When new boards and positions creep into an organization, they are all too likely to create a bureaucratic maze of red tape and impede rather than facilitate smooth functioning. The New Deal may be justly criticized for an unfortunate tangling of bureaus, but certain of the new boards of the government are equally as justly to be praised, as necessary expansions in a widening sphere. Harvard's new creation of a Dean of the University may also be praised as a justified expansion of administrative agencies.

For, like the government, Harvard has expanded rapidly, with the Littauer School of Public Administration being the most obvious example of another "bureau." The Business, Medical, and Law Schools, while not increasing in enrollment, are nevertheless enlarging their activities in the general direction of the public. The annual reports issued from the School of Public Health and the Law School have definitely shown this trend.
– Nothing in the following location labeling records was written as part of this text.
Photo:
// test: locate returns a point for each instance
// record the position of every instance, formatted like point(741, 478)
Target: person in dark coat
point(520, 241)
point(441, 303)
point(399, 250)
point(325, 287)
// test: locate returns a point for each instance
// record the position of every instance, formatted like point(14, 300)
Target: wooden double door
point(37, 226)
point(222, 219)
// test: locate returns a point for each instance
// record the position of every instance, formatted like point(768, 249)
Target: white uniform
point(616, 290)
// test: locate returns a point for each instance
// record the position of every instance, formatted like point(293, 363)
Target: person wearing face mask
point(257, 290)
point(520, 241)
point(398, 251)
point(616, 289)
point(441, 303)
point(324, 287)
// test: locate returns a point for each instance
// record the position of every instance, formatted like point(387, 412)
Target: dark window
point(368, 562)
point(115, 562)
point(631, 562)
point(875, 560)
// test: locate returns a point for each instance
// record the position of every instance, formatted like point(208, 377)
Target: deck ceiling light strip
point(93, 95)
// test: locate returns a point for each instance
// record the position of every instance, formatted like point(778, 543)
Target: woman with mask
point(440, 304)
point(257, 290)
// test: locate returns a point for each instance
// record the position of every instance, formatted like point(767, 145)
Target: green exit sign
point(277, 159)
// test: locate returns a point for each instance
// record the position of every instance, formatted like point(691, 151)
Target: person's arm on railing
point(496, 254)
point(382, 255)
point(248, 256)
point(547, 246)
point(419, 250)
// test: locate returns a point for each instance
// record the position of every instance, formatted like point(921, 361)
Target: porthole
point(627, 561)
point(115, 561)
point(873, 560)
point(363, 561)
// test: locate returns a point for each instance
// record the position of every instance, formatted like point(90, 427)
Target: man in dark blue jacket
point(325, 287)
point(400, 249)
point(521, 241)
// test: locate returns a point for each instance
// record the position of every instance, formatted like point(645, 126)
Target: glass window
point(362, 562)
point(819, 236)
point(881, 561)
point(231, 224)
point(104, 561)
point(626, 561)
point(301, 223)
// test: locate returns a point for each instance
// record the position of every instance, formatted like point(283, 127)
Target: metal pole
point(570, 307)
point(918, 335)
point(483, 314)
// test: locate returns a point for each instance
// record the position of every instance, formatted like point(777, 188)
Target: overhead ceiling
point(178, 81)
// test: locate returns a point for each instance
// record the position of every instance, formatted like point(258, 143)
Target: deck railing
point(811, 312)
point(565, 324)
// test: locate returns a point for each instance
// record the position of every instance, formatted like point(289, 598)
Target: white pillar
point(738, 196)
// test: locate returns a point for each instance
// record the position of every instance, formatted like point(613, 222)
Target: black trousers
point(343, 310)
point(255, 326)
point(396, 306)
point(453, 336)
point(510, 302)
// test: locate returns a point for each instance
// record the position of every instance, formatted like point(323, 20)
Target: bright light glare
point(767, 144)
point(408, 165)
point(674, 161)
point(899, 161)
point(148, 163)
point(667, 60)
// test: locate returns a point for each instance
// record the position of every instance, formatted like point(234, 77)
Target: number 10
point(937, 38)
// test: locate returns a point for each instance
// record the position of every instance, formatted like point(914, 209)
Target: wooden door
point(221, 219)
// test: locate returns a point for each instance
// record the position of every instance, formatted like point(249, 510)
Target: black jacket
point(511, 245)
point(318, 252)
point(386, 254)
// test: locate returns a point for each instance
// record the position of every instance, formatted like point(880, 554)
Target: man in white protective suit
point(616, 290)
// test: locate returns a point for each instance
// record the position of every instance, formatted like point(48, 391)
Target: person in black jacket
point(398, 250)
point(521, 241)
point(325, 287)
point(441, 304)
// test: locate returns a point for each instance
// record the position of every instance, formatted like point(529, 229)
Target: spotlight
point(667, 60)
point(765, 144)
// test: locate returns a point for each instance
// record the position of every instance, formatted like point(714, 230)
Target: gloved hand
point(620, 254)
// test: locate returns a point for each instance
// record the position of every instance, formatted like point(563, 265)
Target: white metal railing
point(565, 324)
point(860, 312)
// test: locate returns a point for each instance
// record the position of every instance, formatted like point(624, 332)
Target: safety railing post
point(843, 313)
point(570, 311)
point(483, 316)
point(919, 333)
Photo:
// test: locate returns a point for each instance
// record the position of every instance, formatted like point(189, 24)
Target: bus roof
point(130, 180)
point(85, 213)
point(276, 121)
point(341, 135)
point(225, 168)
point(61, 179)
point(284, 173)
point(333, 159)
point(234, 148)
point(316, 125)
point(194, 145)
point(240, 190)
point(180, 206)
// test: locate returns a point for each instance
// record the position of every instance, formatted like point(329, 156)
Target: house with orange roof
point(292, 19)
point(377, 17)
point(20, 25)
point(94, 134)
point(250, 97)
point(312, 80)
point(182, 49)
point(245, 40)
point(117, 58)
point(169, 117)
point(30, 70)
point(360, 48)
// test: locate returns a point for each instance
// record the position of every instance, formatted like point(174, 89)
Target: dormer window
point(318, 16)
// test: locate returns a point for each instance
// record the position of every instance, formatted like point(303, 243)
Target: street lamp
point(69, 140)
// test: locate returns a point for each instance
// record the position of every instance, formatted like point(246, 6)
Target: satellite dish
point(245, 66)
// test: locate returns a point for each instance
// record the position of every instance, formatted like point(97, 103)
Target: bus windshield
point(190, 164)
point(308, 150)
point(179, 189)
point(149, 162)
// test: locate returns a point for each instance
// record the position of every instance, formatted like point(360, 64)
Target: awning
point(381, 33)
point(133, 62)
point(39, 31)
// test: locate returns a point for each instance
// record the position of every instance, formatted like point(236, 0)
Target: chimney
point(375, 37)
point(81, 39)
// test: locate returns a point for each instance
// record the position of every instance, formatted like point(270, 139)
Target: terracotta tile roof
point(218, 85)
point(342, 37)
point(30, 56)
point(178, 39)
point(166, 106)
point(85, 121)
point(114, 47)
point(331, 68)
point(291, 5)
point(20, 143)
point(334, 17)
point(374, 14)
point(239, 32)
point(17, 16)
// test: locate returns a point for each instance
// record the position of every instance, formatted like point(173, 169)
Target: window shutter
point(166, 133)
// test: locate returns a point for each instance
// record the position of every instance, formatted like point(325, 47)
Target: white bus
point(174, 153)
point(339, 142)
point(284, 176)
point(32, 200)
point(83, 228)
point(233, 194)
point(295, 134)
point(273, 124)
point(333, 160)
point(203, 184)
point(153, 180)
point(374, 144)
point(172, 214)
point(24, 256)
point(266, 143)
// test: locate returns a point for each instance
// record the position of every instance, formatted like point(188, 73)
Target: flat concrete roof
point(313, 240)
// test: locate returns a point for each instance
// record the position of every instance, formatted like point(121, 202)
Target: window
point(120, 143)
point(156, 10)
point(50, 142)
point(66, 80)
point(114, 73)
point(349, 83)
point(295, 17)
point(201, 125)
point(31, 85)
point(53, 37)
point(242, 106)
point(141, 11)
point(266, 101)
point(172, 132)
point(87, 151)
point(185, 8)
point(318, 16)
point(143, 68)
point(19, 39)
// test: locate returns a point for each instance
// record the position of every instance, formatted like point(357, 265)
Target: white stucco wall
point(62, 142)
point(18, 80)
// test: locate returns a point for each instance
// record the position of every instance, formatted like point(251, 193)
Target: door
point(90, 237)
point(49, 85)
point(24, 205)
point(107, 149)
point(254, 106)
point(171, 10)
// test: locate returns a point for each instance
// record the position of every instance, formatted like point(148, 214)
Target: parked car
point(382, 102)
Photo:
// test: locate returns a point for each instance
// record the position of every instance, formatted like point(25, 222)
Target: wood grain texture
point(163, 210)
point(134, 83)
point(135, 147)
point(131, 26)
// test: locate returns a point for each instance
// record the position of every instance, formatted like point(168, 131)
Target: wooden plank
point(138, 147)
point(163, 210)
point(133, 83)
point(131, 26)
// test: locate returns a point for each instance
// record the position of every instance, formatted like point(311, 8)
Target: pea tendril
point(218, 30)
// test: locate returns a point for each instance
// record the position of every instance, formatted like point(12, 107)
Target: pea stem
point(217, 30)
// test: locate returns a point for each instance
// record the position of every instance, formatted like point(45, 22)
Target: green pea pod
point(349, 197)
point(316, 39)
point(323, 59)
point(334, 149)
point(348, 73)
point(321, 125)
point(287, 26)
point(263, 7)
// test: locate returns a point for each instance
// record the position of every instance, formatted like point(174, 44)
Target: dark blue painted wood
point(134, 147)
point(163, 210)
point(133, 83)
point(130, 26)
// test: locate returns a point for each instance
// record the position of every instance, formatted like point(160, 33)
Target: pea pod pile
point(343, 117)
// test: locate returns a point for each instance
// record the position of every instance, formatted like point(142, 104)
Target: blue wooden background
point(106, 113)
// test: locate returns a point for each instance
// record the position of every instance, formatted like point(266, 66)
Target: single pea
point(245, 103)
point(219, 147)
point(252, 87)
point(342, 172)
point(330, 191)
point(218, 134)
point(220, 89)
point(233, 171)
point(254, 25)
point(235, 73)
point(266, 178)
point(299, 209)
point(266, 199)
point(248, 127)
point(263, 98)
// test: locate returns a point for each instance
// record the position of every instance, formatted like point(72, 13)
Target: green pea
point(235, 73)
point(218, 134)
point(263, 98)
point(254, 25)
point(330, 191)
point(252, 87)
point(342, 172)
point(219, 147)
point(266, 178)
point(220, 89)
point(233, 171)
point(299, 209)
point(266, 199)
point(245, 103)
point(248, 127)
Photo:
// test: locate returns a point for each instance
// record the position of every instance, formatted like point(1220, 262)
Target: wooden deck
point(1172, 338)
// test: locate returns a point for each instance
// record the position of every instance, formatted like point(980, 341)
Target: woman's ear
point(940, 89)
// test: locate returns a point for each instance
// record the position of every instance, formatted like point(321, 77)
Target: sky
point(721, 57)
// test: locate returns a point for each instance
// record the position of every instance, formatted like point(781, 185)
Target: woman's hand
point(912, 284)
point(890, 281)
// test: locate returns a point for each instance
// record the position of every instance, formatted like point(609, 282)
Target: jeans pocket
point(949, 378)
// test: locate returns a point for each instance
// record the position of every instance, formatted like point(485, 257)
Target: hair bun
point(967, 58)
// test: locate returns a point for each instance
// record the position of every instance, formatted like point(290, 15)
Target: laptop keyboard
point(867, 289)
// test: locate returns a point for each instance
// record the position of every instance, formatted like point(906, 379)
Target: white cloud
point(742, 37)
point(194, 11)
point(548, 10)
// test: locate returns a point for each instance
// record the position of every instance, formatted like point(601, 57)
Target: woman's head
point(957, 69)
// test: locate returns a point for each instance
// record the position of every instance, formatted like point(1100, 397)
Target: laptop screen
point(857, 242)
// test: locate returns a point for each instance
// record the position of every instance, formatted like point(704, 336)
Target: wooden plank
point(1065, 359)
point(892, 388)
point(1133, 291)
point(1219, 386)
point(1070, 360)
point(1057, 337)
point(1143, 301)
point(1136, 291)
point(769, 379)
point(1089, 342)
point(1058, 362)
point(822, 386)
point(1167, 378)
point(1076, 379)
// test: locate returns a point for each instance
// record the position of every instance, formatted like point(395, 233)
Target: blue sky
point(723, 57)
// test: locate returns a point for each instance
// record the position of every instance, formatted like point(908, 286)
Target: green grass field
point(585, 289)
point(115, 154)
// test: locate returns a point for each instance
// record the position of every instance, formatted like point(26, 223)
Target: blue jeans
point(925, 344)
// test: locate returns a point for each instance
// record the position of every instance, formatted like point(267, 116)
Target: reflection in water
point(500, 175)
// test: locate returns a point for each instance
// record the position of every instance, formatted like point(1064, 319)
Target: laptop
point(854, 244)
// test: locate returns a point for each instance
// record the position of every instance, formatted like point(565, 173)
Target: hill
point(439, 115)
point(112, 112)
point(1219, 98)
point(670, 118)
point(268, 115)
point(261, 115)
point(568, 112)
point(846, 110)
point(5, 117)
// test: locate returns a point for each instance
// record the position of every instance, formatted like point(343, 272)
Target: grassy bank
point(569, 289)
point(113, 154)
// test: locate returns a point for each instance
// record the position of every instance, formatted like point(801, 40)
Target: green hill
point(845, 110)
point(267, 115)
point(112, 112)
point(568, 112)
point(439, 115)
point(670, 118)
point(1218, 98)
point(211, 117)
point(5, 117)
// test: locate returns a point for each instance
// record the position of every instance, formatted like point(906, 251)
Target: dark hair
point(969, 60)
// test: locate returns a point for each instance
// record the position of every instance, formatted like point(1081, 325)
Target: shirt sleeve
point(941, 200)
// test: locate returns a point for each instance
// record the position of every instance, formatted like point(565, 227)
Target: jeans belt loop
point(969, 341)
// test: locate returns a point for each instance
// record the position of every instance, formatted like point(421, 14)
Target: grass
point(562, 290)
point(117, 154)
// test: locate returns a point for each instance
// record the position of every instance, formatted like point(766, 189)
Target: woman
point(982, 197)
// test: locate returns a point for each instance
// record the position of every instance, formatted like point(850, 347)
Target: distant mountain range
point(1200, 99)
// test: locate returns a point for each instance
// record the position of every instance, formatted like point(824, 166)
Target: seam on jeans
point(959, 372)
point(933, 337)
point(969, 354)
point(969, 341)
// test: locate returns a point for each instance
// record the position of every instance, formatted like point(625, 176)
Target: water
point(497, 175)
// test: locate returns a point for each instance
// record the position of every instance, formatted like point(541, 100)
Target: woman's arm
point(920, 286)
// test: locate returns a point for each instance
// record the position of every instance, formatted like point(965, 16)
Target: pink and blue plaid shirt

This expansion has meant new and more numerous duties for the President of the University, whose obvious duty it is to supervise actively all the engagements of the "bureaus" under him. Perhaps the actual expansion of the President's office itself in recent years into a more public position has much to do with the new position.

A popular and influential teacher here for thirty-nine years, Dean Chase was a happy appointment to the post of "deputy president" with functions closely paralleling a governmental vice-president. In his new niche in the pyramiding of authority, the Dean should prove a valuable asset in general superintendence.